We demonstrate how to optimize the hyperparameters of a support vector machine (SVM).

This is the first part of the practical tuning series. The other parts can be found here:

- Part II - Tune a Preprocessing Pipeline
- Part III - Build an Automated Machine Learning System
- Part IV - Tuning and Parallel Processing

In this post, we demonstrate how to optimize the hyperparameters of a support vector machine (SVM). We are using the mlr3 machine learning framework with the mlr3tuning extension package.

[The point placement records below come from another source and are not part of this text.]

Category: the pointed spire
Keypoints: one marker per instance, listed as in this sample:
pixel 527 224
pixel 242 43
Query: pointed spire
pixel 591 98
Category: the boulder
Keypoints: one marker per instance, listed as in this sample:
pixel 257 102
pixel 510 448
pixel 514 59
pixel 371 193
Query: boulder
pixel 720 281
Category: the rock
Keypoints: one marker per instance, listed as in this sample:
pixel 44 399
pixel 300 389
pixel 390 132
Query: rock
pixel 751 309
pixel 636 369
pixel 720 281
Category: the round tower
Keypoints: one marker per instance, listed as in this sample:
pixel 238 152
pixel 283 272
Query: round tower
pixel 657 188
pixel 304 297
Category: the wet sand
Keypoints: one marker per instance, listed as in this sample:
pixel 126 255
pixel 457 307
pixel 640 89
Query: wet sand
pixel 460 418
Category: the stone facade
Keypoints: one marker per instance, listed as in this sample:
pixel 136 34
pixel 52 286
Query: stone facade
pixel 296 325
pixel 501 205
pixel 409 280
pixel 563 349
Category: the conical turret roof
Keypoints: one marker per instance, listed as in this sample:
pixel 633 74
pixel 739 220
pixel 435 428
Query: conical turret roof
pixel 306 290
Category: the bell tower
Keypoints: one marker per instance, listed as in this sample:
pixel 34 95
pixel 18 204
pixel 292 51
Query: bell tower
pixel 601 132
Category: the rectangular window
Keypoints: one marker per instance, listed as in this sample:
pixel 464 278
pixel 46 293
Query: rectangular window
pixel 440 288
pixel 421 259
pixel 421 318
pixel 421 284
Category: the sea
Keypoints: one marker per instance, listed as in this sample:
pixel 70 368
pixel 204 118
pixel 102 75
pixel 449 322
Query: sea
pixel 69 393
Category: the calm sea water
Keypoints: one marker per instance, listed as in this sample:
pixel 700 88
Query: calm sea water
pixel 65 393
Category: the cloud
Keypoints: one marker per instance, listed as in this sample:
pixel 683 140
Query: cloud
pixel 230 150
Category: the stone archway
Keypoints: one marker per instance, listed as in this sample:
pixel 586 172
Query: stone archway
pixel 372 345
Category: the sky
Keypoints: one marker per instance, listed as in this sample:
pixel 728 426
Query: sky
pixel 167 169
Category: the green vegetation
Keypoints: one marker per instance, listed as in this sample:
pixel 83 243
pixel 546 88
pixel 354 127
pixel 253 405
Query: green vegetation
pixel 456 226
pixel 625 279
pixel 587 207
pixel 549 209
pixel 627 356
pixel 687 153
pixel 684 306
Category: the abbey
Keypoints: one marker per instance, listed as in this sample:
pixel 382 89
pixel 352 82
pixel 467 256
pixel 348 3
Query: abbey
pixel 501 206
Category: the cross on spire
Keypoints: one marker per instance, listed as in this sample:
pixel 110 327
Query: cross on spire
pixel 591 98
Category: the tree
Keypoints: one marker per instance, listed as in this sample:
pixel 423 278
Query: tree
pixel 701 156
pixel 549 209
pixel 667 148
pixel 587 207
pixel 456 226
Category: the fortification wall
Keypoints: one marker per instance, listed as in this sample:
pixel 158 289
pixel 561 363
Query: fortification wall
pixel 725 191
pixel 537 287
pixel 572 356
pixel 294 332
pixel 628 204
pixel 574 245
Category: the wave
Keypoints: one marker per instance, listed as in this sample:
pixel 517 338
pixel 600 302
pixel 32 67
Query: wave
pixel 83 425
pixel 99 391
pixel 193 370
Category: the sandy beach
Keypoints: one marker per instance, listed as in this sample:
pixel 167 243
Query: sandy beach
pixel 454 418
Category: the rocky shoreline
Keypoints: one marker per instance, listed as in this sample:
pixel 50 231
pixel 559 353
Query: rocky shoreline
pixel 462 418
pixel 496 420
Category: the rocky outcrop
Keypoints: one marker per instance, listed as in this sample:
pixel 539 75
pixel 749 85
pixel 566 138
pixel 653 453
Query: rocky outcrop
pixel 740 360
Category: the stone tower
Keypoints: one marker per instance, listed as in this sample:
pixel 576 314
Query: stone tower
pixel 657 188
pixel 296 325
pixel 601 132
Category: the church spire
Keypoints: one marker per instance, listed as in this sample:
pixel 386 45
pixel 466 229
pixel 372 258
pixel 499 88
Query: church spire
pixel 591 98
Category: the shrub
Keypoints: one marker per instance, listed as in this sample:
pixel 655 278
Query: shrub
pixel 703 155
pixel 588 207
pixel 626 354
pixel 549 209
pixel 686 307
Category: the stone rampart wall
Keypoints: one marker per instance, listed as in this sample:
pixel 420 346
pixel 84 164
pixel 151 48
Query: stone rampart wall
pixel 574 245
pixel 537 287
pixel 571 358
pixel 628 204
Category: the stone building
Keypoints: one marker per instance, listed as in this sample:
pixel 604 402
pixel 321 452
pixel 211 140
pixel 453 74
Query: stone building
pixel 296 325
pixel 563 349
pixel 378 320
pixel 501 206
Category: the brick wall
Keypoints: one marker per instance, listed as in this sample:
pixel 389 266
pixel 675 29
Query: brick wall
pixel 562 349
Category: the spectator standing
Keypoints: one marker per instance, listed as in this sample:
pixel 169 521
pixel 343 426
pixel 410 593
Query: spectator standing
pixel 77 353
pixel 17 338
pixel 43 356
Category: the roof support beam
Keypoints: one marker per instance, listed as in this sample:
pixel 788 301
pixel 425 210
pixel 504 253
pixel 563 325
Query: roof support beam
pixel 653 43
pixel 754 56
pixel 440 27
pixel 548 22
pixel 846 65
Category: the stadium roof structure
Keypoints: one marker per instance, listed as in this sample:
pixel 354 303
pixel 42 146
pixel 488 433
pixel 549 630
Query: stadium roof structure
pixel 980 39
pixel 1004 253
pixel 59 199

First, we start by showing the basic building blocks of mlr3tuning and tune the `cost`

and `gamma`

hyperparameters of an SVM with a radial basis function on the Iris data set. After that, we use transformations to tune the `cost`

hyperparameter on the logarithmic scale. Next, we explain the importance of dependencies to tune hyperparameters like `degree`

which are dependent on the choice of kernel. After that, we fit an SVM with optimized hyperparameters on the full dataset. Finally, nested resampling is used to compute an unbiased performance estimate of our tuned SVM.

We load the mlr3verse package which pulls in the most important packages for this example.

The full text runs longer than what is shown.